I discovered an npm package and the scope of the package is unclaimed on the NPM website. This will give any User to claim that package and be able to Upload a Malicious Code under that unclaimed package. This results in achieving the Remote code execution on developers/users' machine who depends on the timeswap repository to build it on local env.

Vulnerable Package Name: @timeswap-labs/timeswap-v1-core

Proof of concept:

1. Create an Organization called "timeswap-labs".

2. Create a package called "@timeswap-labs/timeswap-v1-core" under "timeswap-labs" Organization.

3. An attacker can able to upload malicious code on an unclaimed npm package with a higher version like 99.99.99

4. Now If any user/timeswap developer installs it by npm install package.json. The malicious pkg will be executed.

Impact:

An attacker can inject a backdoor when the project team imports their private package.

Recommendation(s):

Claim the Scope name called "timeswap-labs" By Following the above POC Step 1.

Project’s Response:

I think the issue here raises an interesting exploit where an attacker could inject malicious code into a smart contract dependency. As such, I think this is relevant and a valid attack path. Rewarded around $5000

#2 Apple Security

Summary:

I have Found a Python package named "OSXFrameworks" which is Private and Apple has the Copyright and Manages the Package under the Apple Github page. I Register the "OSXFrameworks" on Public as Pypi Package. Before Uploading it to Pypi I have Setup the RCE Script on the setup.py File to Execute RCE when any External User installs the package by "pip install OSXFrameworks".

The root cause of the problem is "package names are unclaimed on pypi"

Osxframeworks Github Page: https://github.com/apple/ccs-pyosxframeworks/blob/master/setup.py

Malicious "OSXFrameworks" pypi package: https://pypi.org/project/OSXFrameworks/

Steps to Reproduce:

1. Merge package setup file with RCE script on setup.py

2. The version in the setup.py must be a higher version than the original GitHub repo.

3. In this case, the Orginal "OSXFrameworks" has 0.1 and I changed it to 0.1.7 in setup.py

4. Upload the Package with Relevant Files to pypi.

5. Then wait for the connection in your Server by using netcat or any reverse shell.

I set up the RCE script to retrieve the IP address and Current working directory when any User Executes the "pip install OSXFrameworks".

I Got Successfully a Code Execution when the user installed my Package. I Attached Proof as a Screenshot.

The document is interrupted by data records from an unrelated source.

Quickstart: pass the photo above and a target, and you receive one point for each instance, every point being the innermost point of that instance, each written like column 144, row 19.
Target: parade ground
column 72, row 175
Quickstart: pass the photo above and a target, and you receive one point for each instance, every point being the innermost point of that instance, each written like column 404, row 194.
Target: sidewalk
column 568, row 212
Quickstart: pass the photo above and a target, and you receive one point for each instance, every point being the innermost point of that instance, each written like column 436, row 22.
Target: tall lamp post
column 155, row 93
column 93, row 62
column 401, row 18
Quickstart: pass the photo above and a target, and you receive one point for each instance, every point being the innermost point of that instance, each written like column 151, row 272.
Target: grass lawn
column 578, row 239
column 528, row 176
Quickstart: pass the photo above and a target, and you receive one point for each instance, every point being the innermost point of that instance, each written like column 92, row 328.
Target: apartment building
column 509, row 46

Impact: It's a Reputational Loss to Apple Because Apple has the Copyright for this Private Package and does not have the Version control i.e. A lock File to Control Version.

Response:

When we address a problem in our web applications, we like to give credit to the person who reported the issue to us. Hall of Fame link:

#3 Microsoft Security

I Found a Python package name called "qlib_server" that is unclaimed on the PyPI website. So I claimed this package name on the PyPI to upload a malicious rce script on it. It's a Dependency confusion.

Attack Scenario: The Attacker claims the package and uploads it to the public on pypi with a higher version than the original package version on GitHub. Also, the attacker attaches the script to the setup.py file. when any External or Internal user run "pip installs “qlib_server", my malicious rce script will execute! I set up the rce script to retrieve the current working directory of a user

Steps to Reproduce:

1. Claim the Package "qlib_server"

2. Upload it with the rce script in setup.py file.

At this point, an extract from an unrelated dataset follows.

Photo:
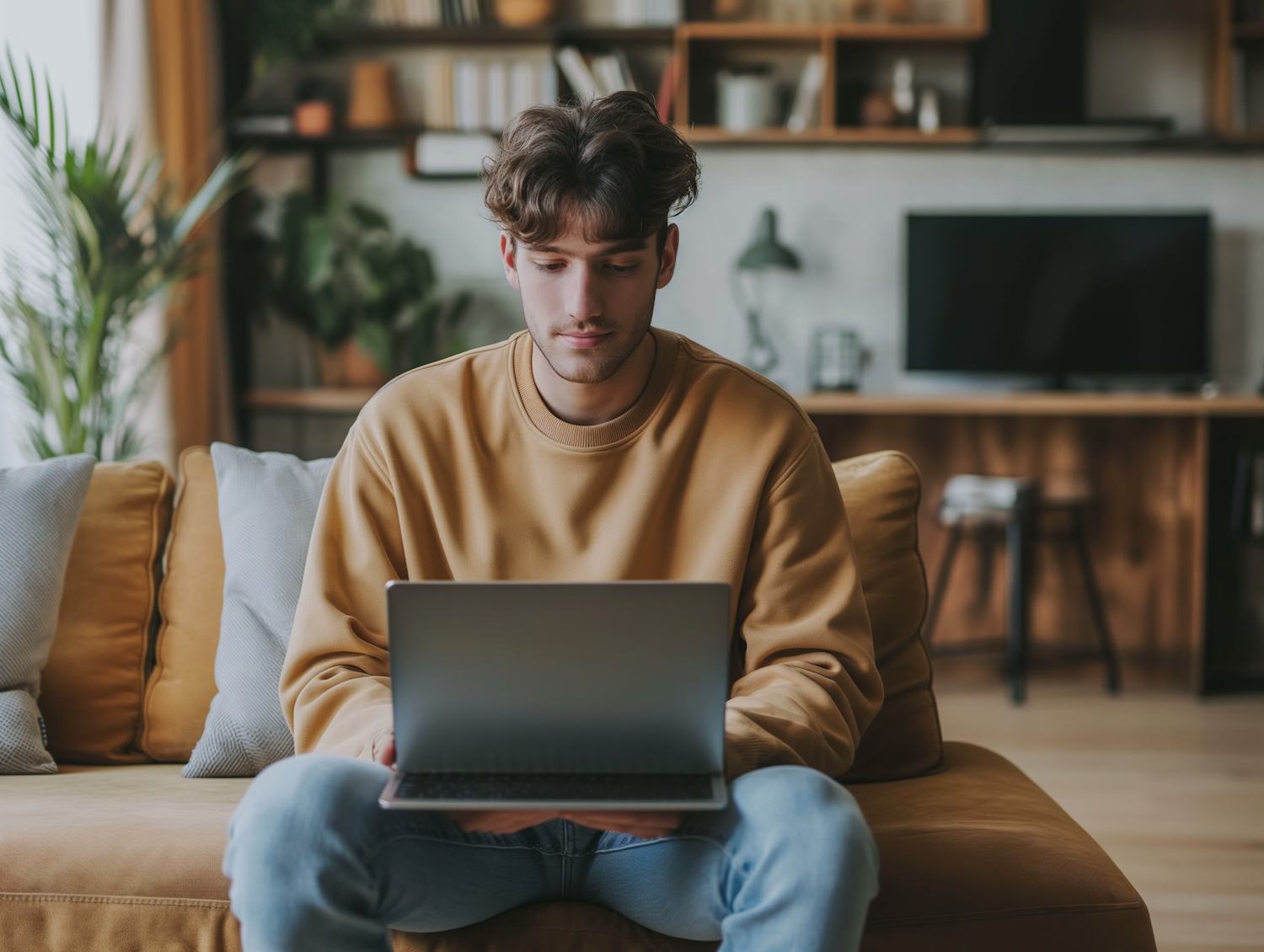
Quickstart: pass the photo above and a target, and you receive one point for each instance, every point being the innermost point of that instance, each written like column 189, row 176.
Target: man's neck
column 591, row 404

3. Mention a higher version than the original Github repo.

4. when any External or Internal user run "pip install qlib_server", my malicious rce script will execute!

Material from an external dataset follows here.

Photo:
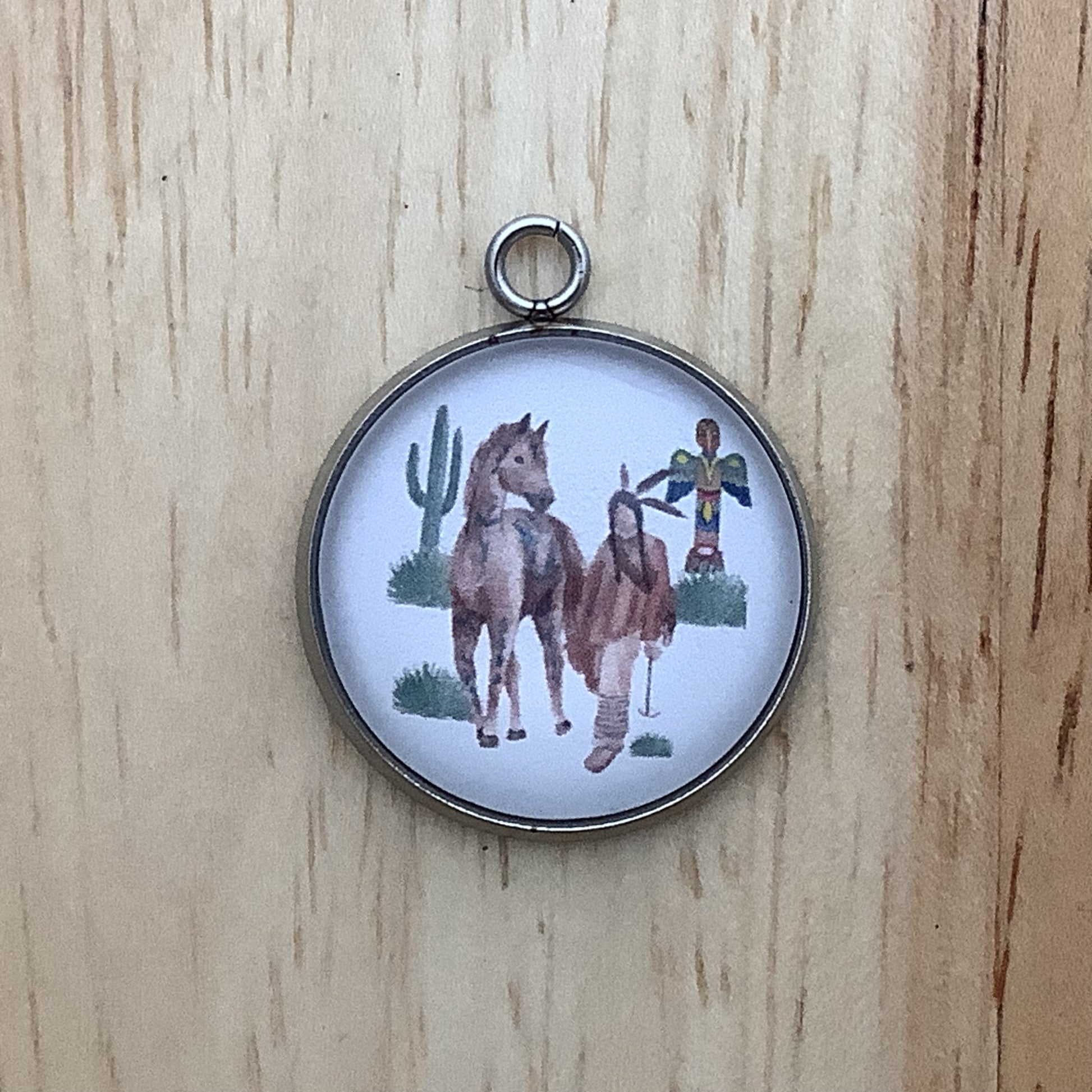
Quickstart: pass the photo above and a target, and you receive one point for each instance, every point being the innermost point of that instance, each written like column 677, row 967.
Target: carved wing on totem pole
column 734, row 479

I got multiple rce from random servers that are trying to install my malicious package. These are also a dependency confusion vulnerability from a different angle.

I have attached a screenshot that literally shows the rce results, which I got from potential internal or external users.

Impact: It's a reputational loss to Microsoft because Microsoft manages the vulnerable package under their github repository and they have Copyright. The root cause for this problem was the package name was unclaimed on pypi.

The Malicious Package that I have uploaded on Pypi: https://pypi.org/project/qlib-server/

Response:

Microsoft adds my name into their MSRC Hall of Fame.